Student head down motionless in class.
Me, "I let you sleep through first period, but you really need to try to get some work done today."
Student, "Are you trying to start something with me?" with a quivering lip of anger.
Me, "You have two options, you can relax and do your work like everyone else or you can go home, either way its not a big deal, but sitting here not doing anything isn't an option, I'm not even mad I'm just giving you choices." very relaxed and calm.
Student, "I can't F***ing go home right now!" Pissed off.
Me, "Then stay, chill first, try this assignment, be cool and you won't have to go home." In a soothing voice
Student, "You teachers always trying to get me going." In a biting tone (now glaring at me).
Me- "I'm even willing to look past the three F Bombs you just dropped if you relax and get to work."

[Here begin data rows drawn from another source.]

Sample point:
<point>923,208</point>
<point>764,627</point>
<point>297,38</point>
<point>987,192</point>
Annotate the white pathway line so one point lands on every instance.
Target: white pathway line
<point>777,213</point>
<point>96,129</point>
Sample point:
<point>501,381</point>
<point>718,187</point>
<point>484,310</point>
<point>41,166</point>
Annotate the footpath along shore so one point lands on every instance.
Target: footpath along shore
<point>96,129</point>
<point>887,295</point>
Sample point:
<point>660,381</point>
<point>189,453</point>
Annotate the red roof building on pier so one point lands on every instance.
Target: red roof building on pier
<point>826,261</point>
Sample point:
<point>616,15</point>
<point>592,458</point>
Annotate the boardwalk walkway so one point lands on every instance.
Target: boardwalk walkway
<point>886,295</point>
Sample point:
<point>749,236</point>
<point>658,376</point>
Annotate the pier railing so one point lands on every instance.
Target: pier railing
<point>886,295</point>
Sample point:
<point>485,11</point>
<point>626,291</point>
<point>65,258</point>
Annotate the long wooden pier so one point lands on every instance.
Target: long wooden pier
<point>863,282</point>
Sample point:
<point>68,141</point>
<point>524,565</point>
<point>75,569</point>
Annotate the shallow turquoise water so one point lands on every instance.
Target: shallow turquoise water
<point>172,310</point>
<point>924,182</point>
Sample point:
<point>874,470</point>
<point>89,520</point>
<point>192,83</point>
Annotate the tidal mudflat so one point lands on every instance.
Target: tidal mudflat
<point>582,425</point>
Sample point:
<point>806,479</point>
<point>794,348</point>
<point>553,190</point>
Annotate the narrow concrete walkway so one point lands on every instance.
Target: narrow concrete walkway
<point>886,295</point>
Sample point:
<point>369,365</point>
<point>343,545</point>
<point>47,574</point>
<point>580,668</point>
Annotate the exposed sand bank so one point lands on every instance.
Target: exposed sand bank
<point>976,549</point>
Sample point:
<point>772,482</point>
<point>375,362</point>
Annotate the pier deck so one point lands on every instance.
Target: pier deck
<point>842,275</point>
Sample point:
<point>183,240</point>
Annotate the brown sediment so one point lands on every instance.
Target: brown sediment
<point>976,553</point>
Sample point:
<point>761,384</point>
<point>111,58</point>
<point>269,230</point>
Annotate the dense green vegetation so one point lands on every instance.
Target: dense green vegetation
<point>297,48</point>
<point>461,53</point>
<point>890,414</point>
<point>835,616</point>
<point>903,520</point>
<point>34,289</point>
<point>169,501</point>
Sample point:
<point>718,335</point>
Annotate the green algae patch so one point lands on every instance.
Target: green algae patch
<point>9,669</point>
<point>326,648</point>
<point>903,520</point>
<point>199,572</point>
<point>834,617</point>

Student- Head back down ignoring me.
How do you send a student home when they don't want to go home/can't go home or won't go home? What do you do when they want to stay but don't know how? When you have three students in a class you can't let little Billy in the corner doze off. One person in open defiance destroys a whole class. Therefore you have to set the standard that everyone works or leaves the room. One person can derail an entire lesson as well. The only upside is that once the expectations were set down clearly and the student was removed, the other two worked more focused and on task because they were able to learn a different type of lesson about what I want from my students, participation in the now.
I am so frustrated right now too. The lessons I want to teach these kids are not even close to what I am supposed to be teaching them. On top of that, even if I could teach what I thought they needed it would take me years to clean away the emotional rubble, baggage, and scars they carry from their past experiences. I can not in all of my own power figure out how or why I am not being recognized by my students as someone who is not feeding them the next line of bullshit.
I am not even supposed to be teaching them. They are the true teachers! All I should be doing is setting up situations for them to teach each other and themselves, but the traditional power struggle and role playing of the teacher as task setter/disciplinarian has become so ingrained in their school experience that I have to operate in such a fashion to illicit any sort of mental response what so ever. If left to their own devises they would literally rot away or spiral off into oblivion. And, if this is truly what is happening in schools, trying to somehow direct students in a specific way, even a false one, I think we are failing. We are failing at getting the students to move in any dynamic fashion at all. I am failing, I can't help them find their path if everything I say gets interpreted as the forcing of a wrong path because of previous situations.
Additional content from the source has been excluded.